When I came back to the sitting room, tea was being given. Noor, looking like she was going to burst into tears any minute, was passing plates around and a stone-faced Zahra was pouring out the tea. Sana was sitting on the edge of her seat, her back ram-road straight, her hands gripping the chair’s seat. Mummy was looking down at her hands. Aunty Pussy, in her cheetah print polyester suit and her backcombed maroon hair, was the only one who looked pleased with herself. She was relaxing in her armchair, hundred per cent easy. At once I knew Aunty Pussy had said something bad. I told you, na , that I have a sick-sense. Also I know what Aunty Pussy’s like.
“Ooh, is that tea?” I said. “Can I have a cup?”
“Of course,” said Zahra. “Do you take sugar?”
“One, please. Thank you, Noor. These sandwiches, they look so yummy. I bet you made them!”
“No,” she giggled. “Ammi did. But I helped her with mixing the cake mix.”
“Then I must try some of that also.”
Aunty Pussy looked at me and frowned slightly. I ignored.
“Mmm, so light! Better even than Masoom Bakery’s.”
Aunty Pussy’s head snivelled around at me. She gave me a glare. Let her. I damn cared.
“Jonkers — we call Jehangir Jonkers at home, na —he hasn’t stopped talking about your hospitality, Zahra Apa,” I said. “Now I know why.”
There was a strange choking-type sound from Aunty Pussy’s side but I didn’t bother looking. Mummy also gave a small cough but her also I ignored.

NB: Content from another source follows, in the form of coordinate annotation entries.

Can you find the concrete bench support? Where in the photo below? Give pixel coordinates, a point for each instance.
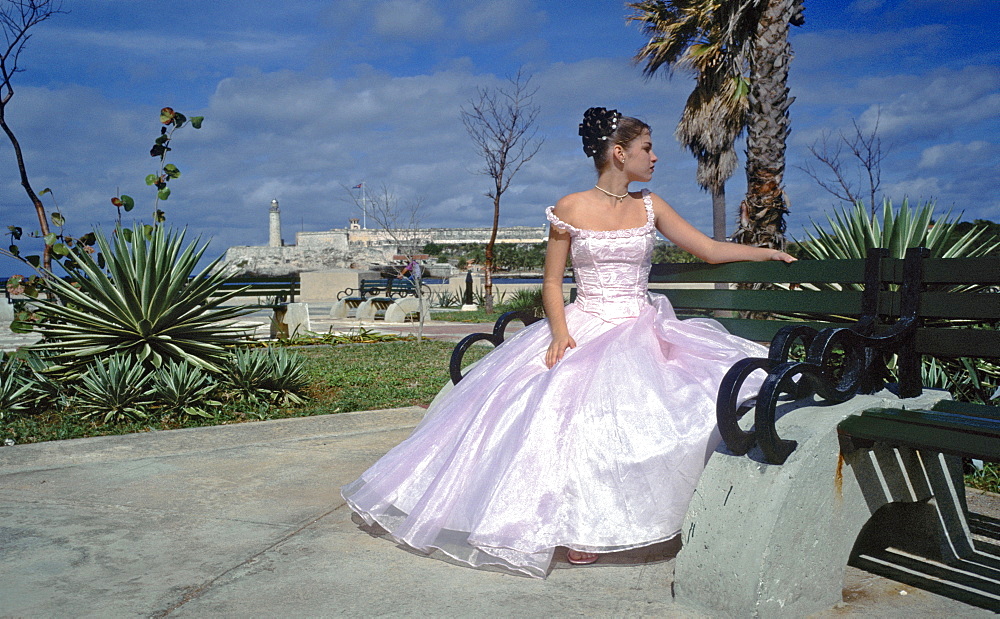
(346, 308)
(769, 540)
(401, 308)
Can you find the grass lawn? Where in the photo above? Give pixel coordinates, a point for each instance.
(345, 377)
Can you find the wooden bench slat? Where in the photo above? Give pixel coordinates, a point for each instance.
(763, 330)
(975, 306)
(959, 342)
(815, 271)
(958, 439)
(980, 270)
(968, 408)
(840, 302)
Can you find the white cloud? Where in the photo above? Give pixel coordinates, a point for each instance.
(935, 103)
(954, 154)
(415, 20)
(490, 20)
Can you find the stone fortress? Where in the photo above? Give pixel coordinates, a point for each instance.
(357, 247)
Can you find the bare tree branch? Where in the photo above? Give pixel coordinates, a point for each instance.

“Has Sana told you, Zahra Apa, that I went to meet her at her office with Jonkers? Haw, Aunty Pussy, did I forget to mention to you? Imagine! How absent-minded I’ve become. What a fab office. And her desk. Bigger and higher than anybody else. And so many people working under her also. You must be so proud of her, Zahra Apa.”
“I am. Very proud of her,” said Zahra, looking straight at Aunty Pussy.
Aunty Pussy put her cup down with a thud. “We have to be going now—”
“I’m having my tea still, Aunty.” I made no move to get up. Nor was I going to.
“Finish quickly. I have to be getting home.”